Bu alışkanlık israf kadar korkutucu hatta daha fazla ürkütücü.

En küçük bir alışkanlığın bile terkedilmesinin ne kadar güç olduğunu biliyoruz.

Eğer insanoğlu yaptığı israfı alışkanlık haline getirdiyse, bu alışkanlığıyla da israfı meşrulaştırdıysa işimiz çok zor.

**

Genellikle israf konusunda başkalarını sorumlu tutarken kendi yaptığımız ufak tefek gereksiz tüketim ve çöpe atma faaliyetlerini israf olarak değil, normal olarak görüyoruz.

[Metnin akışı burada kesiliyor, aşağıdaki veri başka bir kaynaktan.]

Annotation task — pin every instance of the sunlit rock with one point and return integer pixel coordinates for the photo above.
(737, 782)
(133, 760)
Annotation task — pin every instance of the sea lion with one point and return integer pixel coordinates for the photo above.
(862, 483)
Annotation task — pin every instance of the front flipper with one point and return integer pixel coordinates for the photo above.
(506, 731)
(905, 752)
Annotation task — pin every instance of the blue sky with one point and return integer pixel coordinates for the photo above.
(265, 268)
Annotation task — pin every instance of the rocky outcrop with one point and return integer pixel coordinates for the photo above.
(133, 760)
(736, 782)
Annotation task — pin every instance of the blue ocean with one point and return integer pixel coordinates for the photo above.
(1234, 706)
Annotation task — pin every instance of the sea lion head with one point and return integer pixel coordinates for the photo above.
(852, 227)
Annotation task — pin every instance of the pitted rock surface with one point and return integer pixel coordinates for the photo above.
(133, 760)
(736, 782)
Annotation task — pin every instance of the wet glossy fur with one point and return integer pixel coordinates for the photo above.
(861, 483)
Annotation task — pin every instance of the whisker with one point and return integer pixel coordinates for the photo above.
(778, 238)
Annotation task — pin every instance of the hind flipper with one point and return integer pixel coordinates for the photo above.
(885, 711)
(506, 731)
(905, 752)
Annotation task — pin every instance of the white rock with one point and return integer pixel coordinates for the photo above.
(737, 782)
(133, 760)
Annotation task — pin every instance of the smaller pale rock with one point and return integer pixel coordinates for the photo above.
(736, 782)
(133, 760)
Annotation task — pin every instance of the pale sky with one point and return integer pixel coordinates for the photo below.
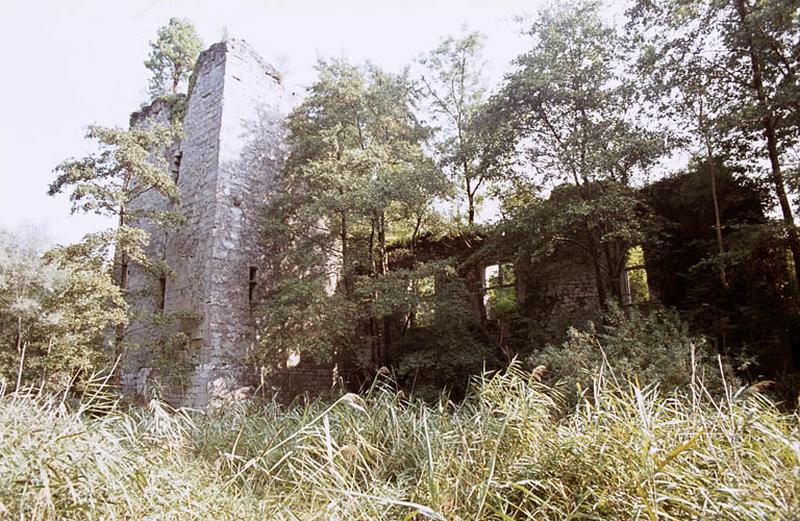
(70, 63)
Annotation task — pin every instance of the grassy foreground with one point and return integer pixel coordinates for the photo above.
(508, 452)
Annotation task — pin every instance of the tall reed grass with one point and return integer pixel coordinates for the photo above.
(509, 451)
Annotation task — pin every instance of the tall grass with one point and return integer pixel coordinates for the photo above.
(509, 451)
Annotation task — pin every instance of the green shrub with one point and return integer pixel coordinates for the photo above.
(654, 347)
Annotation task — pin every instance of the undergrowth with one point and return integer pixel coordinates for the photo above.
(509, 451)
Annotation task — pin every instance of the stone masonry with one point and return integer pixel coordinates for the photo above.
(230, 151)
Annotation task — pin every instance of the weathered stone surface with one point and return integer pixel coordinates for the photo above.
(231, 150)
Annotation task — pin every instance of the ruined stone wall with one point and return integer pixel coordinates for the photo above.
(555, 294)
(231, 149)
(143, 290)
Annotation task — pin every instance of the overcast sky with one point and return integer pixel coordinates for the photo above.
(70, 63)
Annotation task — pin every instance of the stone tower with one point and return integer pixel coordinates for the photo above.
(230, 151)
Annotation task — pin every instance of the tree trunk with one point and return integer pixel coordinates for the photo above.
(717, 221)
(768, 122)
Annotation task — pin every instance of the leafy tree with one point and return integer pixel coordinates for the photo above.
(455, 91)
(570, 113)
(357, 177)
(54, 313)
(112, 182)
(172, 56)
(748, 52)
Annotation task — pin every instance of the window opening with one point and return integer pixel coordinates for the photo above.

Oysa israf etmek için satın aldıklarımızı çöpe toptan atmak gerekmiyor.

Meyve ve sebzeleri çürümeye yüz tuttuğunda ayıklamadan atabiliyoruz.

İçecekleri bir iki yudum aldıktan sonra bardakta bırakma alışkanlığı ciddi boyutlara ulaşmış.

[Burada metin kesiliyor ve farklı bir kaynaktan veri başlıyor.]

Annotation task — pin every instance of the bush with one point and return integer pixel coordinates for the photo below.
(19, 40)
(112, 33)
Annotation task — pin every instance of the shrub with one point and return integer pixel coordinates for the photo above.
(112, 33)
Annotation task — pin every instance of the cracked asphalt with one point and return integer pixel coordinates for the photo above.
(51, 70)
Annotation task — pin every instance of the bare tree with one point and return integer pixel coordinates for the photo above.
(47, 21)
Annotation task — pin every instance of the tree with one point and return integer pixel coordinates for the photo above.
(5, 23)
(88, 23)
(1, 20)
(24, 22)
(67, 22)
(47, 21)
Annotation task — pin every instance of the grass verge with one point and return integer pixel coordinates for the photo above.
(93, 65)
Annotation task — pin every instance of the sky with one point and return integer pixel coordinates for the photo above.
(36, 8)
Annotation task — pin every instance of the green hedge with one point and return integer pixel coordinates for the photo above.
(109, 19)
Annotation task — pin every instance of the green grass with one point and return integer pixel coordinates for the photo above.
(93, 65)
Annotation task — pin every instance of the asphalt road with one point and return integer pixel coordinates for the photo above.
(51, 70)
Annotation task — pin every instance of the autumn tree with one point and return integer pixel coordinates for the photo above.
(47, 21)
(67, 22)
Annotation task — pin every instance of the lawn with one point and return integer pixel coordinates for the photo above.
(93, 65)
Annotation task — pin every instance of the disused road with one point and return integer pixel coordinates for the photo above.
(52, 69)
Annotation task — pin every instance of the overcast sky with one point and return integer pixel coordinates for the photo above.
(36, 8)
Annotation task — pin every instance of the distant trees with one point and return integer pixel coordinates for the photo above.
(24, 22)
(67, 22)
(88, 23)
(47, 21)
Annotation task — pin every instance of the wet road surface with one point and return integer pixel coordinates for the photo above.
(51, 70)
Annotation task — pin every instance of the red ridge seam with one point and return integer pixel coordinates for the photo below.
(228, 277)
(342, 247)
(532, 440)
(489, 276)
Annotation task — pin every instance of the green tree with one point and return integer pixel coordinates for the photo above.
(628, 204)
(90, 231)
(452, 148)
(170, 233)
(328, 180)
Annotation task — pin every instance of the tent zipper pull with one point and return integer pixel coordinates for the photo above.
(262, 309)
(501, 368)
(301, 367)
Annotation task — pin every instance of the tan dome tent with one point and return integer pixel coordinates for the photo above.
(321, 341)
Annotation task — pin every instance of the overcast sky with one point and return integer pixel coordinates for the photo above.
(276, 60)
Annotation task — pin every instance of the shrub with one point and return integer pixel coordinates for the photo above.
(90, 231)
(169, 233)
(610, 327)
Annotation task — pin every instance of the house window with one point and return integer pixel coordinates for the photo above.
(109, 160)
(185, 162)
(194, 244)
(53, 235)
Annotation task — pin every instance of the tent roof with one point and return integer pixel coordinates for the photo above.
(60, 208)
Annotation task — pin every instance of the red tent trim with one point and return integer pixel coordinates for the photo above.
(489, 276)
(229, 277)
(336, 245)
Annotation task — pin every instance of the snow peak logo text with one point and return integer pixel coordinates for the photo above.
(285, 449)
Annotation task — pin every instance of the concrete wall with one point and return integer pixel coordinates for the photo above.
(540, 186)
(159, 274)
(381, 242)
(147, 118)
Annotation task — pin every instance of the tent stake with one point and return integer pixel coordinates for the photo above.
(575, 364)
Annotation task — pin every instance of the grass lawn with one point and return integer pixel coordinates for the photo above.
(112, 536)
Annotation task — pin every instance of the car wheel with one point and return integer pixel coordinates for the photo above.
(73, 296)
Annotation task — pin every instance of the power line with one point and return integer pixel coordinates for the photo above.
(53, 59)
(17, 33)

Taze ekmek manyaklığı neredeyse her eve girmiş.

Yemek masalarında ekmek eskisi gibi çok tüketilmiyor ancak mutlaka bulunuyor.

Bir dilim yendikten sonra kenara alınıyor.

Bir sonraki yemekte ise tekrar taze ekmek alındığı için bir önceki yemekten kalan ekmekler çöpe gitmekten kurtulamıyor.

Restoranlarda masaya kızarmış ekmek isterken, evlerde bir önceki yemekten kalan ekmeği kızartmayı düşünmüyoruz.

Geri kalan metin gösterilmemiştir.